OOS 41-8 - Phenology and demography of garlic mustard: Implications for population growth and range shifts with climate change

Friday, August 12, 2016: 10:30 AM
Grand Floridian Blrm H, Ft Lauderdale Convention Center
Jenica M. Allen1, Sarah T. Bois2, Cory Merow3, Yingying Xie3 and John A. Silander3, (1)Natural Resources and the Environment, University of New Hampshire, Durham, NH, (2)Linda Loring Nature Foundation, Nantucket, MA, (3)Ecology and Evolutionary Biology, University of Connecticut, Storrs, CT
Background/Question/Methods

Ecological forecasts are critical to managing and mitigating the effects of invasive species and climate change.  Oftentimes, such forecasts rely on data that describe ecological patterns, rather than the processes by which those patterns occur.  While some estimation is more useful than none, process-based forecasts of species responses to environmental change provide the opportunity to understand underlying mechanisms.  Garlic mustard (Alliaria petiolata), an invasive biennial herb in the United States, can serve as a model system for both methodological development and comparative forecasting.  Here, we compare the phenology and demography of garlic mustard to a native ecological analog, tower mustard (Arabis glabra), and four forest understory woody shrubs and vines in the northeastern United States.  We ask whether earlier springtime phenology is linked to demography, and whether demography can aid our forecasting of regional species distributions with climate change.  The data are derived from experimental plots established throughout the region, and represent a unique “experimental biogeography” approach to studying species-level responses to environmental gradients.
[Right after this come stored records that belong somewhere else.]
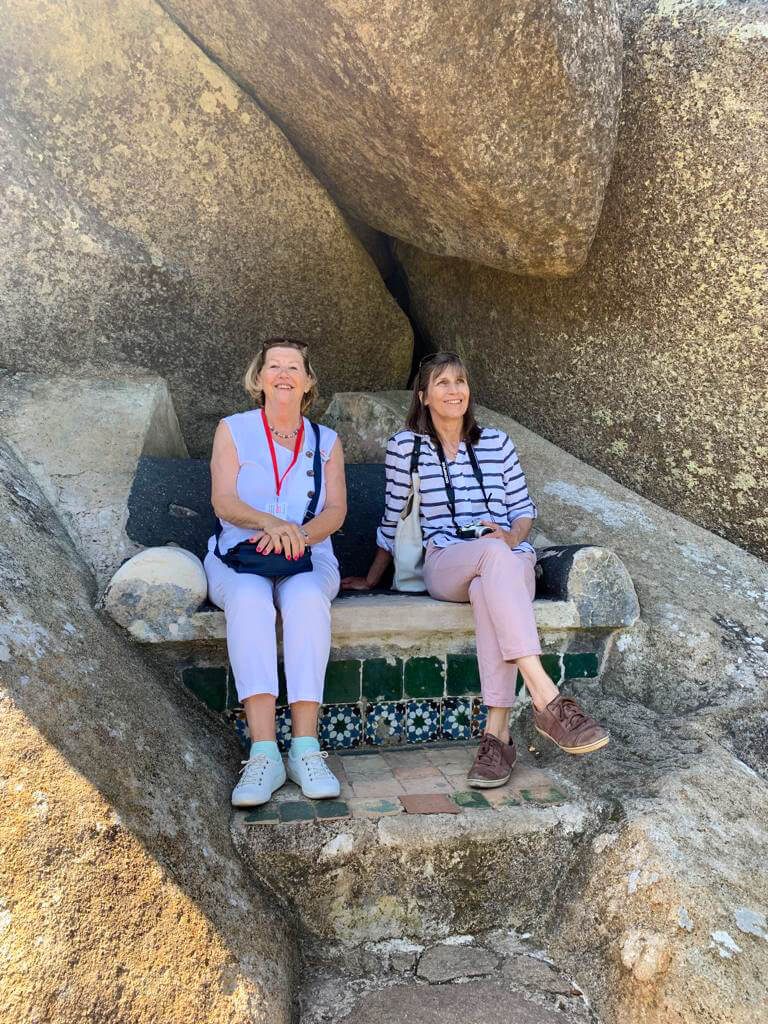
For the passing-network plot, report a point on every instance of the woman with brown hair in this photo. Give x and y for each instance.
(279, 493)
(475, 518)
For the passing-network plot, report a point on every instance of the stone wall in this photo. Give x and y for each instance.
(649, 364)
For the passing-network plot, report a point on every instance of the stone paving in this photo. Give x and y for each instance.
(408, 780)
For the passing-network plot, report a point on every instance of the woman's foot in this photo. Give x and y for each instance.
(310, 772)
(494, 763)
(259, 777)
(573, 730)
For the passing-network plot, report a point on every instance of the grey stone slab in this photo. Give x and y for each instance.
(445, 963)
(472, 1003)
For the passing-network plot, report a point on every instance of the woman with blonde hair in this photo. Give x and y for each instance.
(475, 517)
(278, 488)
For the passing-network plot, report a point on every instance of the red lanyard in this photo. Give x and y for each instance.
(300, 436)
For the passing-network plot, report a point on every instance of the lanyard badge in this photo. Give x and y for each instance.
(278, 508)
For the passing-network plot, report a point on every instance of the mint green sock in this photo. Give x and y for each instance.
(303, 744)
(267, 747)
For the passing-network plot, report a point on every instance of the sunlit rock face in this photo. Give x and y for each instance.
(153, 216)
(469, 129)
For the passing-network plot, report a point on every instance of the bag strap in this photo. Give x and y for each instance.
(312, 507)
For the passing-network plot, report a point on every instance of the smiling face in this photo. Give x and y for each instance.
(284, 379)
(448, 393)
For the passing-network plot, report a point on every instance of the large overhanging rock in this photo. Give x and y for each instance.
(664, 912)
(153, 215)
(472, 129)
(650, 364)
(122, 898)
(81, 438)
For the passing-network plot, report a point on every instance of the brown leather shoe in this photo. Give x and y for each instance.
(564, 723)
(494, 763)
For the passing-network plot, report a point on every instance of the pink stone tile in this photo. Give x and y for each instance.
(377, 787)
(434, 783)
(433, 803)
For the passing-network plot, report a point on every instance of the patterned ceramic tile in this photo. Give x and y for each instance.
(340, 726)
(479, 717)
(384, 723)
(457, 718)
(283, 727)
(422, 721)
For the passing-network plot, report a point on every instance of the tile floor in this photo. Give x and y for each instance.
(381, 783)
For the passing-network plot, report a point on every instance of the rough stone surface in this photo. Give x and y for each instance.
(650, 364)
(446, 963)
(152, 215)
(121, 895)
(474, 1003)
(650, 912)
(81, 438)
(496, 150)
(158, 585)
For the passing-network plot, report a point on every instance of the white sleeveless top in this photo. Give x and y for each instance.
(256, 476)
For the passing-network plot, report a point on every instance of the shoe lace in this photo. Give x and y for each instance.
(253, 769)
(488, 754)
(315, 765)
(570, 714)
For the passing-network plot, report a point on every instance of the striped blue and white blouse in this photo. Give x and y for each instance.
(502, 476)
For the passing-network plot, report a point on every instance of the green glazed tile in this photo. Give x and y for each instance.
(551, 665)
(264, 815)
(462, 675)
(332, 809)
(424, 677)
(208, 684)
(296, 810)
(382, 680)
(342, 682)
(551, 796)
(581, 666)
(473, 801)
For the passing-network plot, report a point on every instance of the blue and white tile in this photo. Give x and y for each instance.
(385, 723)
(422, 721)
(340, 726)
(457, 718)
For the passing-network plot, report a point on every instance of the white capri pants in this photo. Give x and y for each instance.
(249, 603)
We forecast population growth rates for establishing populations across the region with climate change using novel demographically-driven species distribution models based on integral projection models.  

Results/Conclusions

Garlic mustard on average bolted a week later, but flowered 4 days earlier than the native tower mustard.  Annual growth was positively correlated with early bolting and flowering, suggesting that earlier reproduction provides a demographic advantage.  Bolting of both herbs occurred at least 20 days after and with less variation than leaf-out of woody plants.  Integral projection models parameterized with current climate, light availability, and soil characteristics and projected across the region showed distribution patterns consistent with known populations for all species.  The models uncovered compensatory responses of growth and survival with seed production for garlic mustard, allowing its persistence in both open and closed canopy environments.  Climate change projections revealed an unexpected reduction in garlic mustard establishment by mid-century, due to the negative response of all vital rates to higher temperatures.  The mechanistic distribution model explains why garlic mustard might struggle to keep up with climate change in the northeastern US, and provides testable hypotheses about biogeographic range limits more broadly.  The projected response of garlic mustard to climate change highlights the potential for negative effects of climate change on invasive plants and underscores the need to incorporate process into future forecasts of both native and invasive plants.